Illinois Appellate Court Finds D&O Securities Law Exclusion Ambiguous

Tribune shareholders can maintain claim against broker for negligence.

An Illinois Appellate Court, applying Illinois law, held that the trial court erred in concluding that an exclusion in a directors’ and officers’ (“D&O”) policy would have precluded coverage for underlying suits filed against policyholders, the Robert R. McCormick Foundation and the Cantigny Foundation (collectively “Policyholders”).  Consequently, Policyholders were allowed to proceed with their negligence claim against their former insurance broker, Arthur J. Gallagher Risk Management Services, Inc. (“Gallagher”), for the loss of defense coverage under Policyholders’ D&O policy.

Policyholders were previously the second largest shareholders of Tribune Company (“Tribune”).  Policyholders sold the last of their Tribune stock when Tribune was sold in a leveraged buyout (“LBO”) in 2007.  Shortly thereafter, in 2008, Tribune entered bankruptcy.  In 2012, Policyholders were named as defendants in three lawsuits filed by different groups of bondholders relating to the LBO.

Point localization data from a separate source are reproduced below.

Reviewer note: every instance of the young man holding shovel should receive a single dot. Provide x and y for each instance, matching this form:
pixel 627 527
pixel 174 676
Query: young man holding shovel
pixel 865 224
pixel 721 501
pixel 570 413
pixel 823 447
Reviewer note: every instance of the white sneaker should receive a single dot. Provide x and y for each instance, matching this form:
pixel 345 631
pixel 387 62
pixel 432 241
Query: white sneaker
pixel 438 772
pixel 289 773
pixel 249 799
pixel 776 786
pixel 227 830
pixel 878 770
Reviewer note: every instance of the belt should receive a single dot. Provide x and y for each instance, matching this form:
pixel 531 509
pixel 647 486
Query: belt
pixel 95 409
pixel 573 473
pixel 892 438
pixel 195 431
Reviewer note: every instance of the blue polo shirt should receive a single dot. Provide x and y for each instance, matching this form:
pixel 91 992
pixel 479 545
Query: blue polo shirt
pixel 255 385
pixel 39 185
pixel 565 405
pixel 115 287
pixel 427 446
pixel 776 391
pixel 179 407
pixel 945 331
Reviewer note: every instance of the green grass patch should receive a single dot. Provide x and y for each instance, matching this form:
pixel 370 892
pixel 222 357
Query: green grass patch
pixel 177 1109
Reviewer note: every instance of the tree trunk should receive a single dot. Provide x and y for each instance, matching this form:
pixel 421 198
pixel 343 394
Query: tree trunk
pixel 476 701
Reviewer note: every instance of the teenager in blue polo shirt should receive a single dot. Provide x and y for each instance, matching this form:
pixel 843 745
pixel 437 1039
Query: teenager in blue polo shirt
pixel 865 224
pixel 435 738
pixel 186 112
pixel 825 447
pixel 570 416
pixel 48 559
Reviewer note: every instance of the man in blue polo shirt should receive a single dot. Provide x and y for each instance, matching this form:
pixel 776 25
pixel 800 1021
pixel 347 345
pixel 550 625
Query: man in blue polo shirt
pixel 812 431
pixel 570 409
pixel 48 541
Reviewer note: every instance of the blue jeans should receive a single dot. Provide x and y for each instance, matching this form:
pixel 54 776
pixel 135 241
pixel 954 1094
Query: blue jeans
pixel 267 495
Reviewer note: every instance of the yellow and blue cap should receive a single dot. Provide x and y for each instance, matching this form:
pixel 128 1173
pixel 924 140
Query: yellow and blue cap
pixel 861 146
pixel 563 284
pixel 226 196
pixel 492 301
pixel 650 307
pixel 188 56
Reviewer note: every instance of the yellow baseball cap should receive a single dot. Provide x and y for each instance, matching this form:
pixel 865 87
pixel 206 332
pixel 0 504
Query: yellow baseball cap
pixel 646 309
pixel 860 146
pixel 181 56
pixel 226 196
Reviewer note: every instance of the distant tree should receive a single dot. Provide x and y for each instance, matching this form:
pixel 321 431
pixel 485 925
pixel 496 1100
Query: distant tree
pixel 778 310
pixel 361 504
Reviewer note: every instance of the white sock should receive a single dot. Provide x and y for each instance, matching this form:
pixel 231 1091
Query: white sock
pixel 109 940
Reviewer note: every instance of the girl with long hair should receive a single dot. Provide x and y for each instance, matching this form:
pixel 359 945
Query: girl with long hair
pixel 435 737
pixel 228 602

In 2008, Policyholders purchased through Gallagher a D&O policy issued by Chubb Insurance.  In 2010, Gallagher advised Policyholders that instead of renewing the Chubb policy they could obtain identical “apples-to-apples” D&O coverage from Chartis Insurance at a reduced premium.  Policyholders followed Gallagher’s advice, purchased the Chartis policy, and let the Chubb policy lapse.  Thereafter, Policyholders were sued and tendered the three lawsuits to Chartis for defense.  Chartis refused to defend based on a securities exclusion in its D&O policy.  Policyholders paid their own defense costs and sued Gallagher for malpractice.

Policyholders alleged that they would have received defense and indemnity under the lapsed Chubb policy and that they would have maintained the Chubb policy but for Gallagher’s erroneous advice.  Gallagher, who stands in Chubb’s shoes for the purpose of the malpractice action, argued that a securities exclusion in section 5(k) of the Chubb policy would have barred coverage.

The Chubb policy provided coverage for any claim against Policyholders, unless the claim was based on a “violation of Securities Laws.”  The Chubb policy defined “Securities Laws” to include both traditional state and federal securities law, as well as “any other provision of statutory or common law used to impose liability in connection with the offer to sell or purchase, or the sale or purchase, of securities.”

Gallagher argued that “‘any other provision’ means ‘any other provision’ in all of the law.”  Policyholders argued that “any other provision” means “any other provision” like the federal and state securities laws alluded to in the definition of “Securities Laws.”

The Appellate Court determined that the clause was ambiguous.  “None of the suits is based on an alleged violation of either ‘Securities Laws’ or ‘securities laws’ … and each contains allegations that would fall outside the exclusion.”  Accordingly, the Appellate Court determined that each of the three complaints would not have been excluded from defense coverage by virtue of section 5(k) of the Chubb policy.  Robert R. McCormick Found. v. Arthur J. Gallagher Risk Mgmt. Servs., Inc., No. 2-15-0303 (Ill. App. March 31, 2016).